Her gün konuşmamıza rağmen ne söylemek istediğini hala anlayamadığım cümleler.
İlkeden, omurgadan bahsedeceksek rahatsız olduğu konularda ya net açıklamalar yapardı ya da en başta istifa edip “Benim bu yönetimde işim yok” der, bırakırdı.
İSTİFA MESELESİ
Aylarca arkadan konuşulmuş, başkan bu konuşmaları duymuş, tüm yöneticilerin istifalarını cebine koymak istemiş.
Yönetime giren birkaç kişiyi kenarda tutuyorum, hanginiz şubat kongresi öncesi başkan istifa mektuplarını peşin istese vermeyecektiniz?
Yönetime girmek için aylardır uğramadığımız kulüpte kamp kurduğunuz zaman mı vermeyecektiniz mesela?
Birbirimizi kandırmayalım…
MALİ TABLOLARDAKİ SORUNLAR
Gençlerbirliği mali tablolarında hiçbir zaman şeffaf olmadı. Rahmetli Şükrü Kızılot kulüpte mali saymanken belgeleri istediği için istifaya zorlanmıştı. Kızılot derdini televizyon programlarında anlatmak durumunda kalmıştı.

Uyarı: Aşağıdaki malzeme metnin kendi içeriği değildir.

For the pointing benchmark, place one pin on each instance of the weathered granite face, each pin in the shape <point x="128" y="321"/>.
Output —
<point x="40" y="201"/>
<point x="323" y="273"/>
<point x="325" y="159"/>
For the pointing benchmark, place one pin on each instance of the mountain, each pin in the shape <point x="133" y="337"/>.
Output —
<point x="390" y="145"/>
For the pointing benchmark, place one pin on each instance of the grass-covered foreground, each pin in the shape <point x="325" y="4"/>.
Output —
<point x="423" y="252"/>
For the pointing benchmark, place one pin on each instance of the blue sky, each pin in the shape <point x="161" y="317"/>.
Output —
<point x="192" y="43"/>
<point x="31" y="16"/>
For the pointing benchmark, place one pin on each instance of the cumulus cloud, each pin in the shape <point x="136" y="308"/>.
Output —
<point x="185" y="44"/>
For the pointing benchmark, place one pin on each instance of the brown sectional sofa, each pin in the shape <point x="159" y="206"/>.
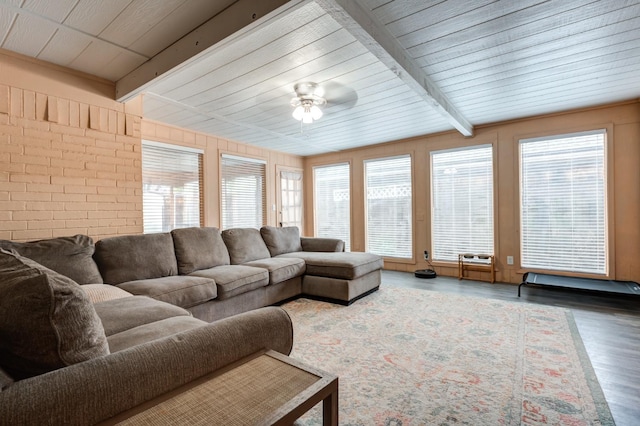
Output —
<point x="74" y="350"/>
<point x="217" y="274"/>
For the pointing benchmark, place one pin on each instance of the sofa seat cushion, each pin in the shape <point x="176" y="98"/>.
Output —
<point x="46" y="320"/>
<point x="281" y="240"/>
<point x="346" y="265"/>
<point x="199" y="248"/>
<point x="103" y="292"/>
<point x="123" y="314"/>
<point x="232" y="280"/>
<point x="152" y="331"/>
<point x="280" y="268"/>
<point x="69" y="256"/>
<point x="136" y="257"/>
<point x="245" y="245"/>
<point x="179" y="290"/>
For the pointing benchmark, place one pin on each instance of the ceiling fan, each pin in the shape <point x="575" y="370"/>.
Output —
<point x="310" y="99"/>
<point x="307" y="101"/>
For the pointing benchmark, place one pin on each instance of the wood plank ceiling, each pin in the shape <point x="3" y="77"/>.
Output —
<point x="392" y="69"/>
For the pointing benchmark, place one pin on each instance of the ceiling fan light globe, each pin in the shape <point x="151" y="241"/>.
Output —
<point x="315" y="113"/>
<point x="298" y="112"/>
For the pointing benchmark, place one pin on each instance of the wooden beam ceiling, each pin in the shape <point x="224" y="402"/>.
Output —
<point x="241" y="16"/>
<point x="379" y="41"/>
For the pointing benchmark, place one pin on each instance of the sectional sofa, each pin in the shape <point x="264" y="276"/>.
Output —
<point x="90" y="331"/>
<point x="217" y="274"/>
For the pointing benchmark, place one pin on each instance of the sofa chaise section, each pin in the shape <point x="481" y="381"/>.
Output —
<point x="330" y="274"/>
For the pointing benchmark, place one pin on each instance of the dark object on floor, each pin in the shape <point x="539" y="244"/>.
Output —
<point x="426" y="273"/>
<point x="608" y="286"/>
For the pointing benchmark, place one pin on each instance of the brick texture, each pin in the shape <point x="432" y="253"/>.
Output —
<point x="67" y="167"/>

Her 3 senede bir yapılan kongrelerde de rakamlar toplu halde geçer, kime ne para verildiğini kimse öğrenemezdi.
Şimdi kulüp mali saymanı Hıfzı Kuruşa da istifa eden yöneticiler arasında.
Kulübün kasası boşaltıldığı, kasasında para kalmadı, hatta bu nedenle transferin son gününde oyuncu alınamadığı söyleniyor ya, gelen – giden futbolculara ödenen ücretleri en iyi bilen – bilmesi gereken yönetici Hıfzı Kuruşa’dır.

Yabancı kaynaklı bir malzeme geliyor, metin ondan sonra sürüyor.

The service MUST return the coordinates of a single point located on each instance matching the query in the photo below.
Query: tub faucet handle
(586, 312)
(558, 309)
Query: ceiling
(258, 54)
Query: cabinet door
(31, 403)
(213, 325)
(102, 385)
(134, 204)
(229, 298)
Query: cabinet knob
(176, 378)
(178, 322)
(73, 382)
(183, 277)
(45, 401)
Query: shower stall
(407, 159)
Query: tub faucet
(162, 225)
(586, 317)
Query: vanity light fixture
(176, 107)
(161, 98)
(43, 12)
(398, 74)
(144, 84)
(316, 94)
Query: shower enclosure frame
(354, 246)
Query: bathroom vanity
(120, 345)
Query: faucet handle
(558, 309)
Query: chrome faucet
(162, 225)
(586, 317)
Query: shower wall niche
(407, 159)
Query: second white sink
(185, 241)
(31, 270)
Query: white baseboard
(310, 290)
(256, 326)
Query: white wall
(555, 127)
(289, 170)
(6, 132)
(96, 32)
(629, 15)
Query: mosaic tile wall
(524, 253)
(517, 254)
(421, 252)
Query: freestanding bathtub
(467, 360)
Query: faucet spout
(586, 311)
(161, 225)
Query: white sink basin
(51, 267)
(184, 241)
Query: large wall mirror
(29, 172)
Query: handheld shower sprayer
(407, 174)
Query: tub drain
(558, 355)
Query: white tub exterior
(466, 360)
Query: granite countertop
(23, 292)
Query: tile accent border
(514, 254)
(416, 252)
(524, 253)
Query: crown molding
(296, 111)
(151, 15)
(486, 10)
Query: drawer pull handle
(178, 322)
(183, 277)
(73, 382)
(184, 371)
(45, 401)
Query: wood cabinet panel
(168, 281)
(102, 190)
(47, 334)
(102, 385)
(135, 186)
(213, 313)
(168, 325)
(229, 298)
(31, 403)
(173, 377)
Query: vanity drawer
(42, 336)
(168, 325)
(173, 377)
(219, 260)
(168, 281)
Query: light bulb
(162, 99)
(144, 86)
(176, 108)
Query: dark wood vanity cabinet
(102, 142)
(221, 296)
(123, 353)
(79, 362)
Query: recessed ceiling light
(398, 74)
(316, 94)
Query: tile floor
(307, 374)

Hangi futbolcuya, hangi menajere ne kadar ödendiği, ne kadar bonservis parası harcandığını paylaşırsa yayınlamaktan mutluluk duyarım.
Kulübün bu hatalı transferlere ne kadar para harcadığını da görmüş oluruz. Öyle değil mi?
Yönetimdeyken olmayan şeffaflık, yönetimden ayrıldıktan sonra da gayet güzel sağlanabilir bu sayede…
ŞAHİN KARTAL MESELESİ
İstifalar gelmeden önceki köşe yazımda Şahin Kartal’ın adı geçmiyordu. Murat Cavcav da açıklamasında Kartal’ı ayrı tutmuş. Hatta istifası noterden kulübe ulaştığında kabul edilmeyeceği de söyleniyor.
Olay şöyle gelişiyor.
Murat Cavcav, tüm yöneticilerden kasaya koymak için istifalarını istiyor. Arda Çakmak, Sinan Gürsoy, Hakan Kaynar ve Hıfzı Kuruşa hariç tüm yöneticiler istifalarını veriyor.
Daha sonra Murat Cavcav, akşam yapılacak yönetim kurulunda istifasını vermeyen 4 yöneticinin yönetim kurulundaki görevlerini ellerinden almak için bir karar imzalatmak istiyor. Şahin Kartal yıllardır birlikte görev yaptığı yöneticiler için bu imzayı atamayacağını söylüyor ve noterden istifasını sunuyor.
Şahin Kartal istifasını geri çekeceğe benzemiyor. Ama istifalar öncesi yaşanan ve hoş olmayan bu süreçte rol almadığı ve istifasının ilkesel olduğu için Murat Cavcav, Şahin Kartal’ı ayrı bir yere koyuyor.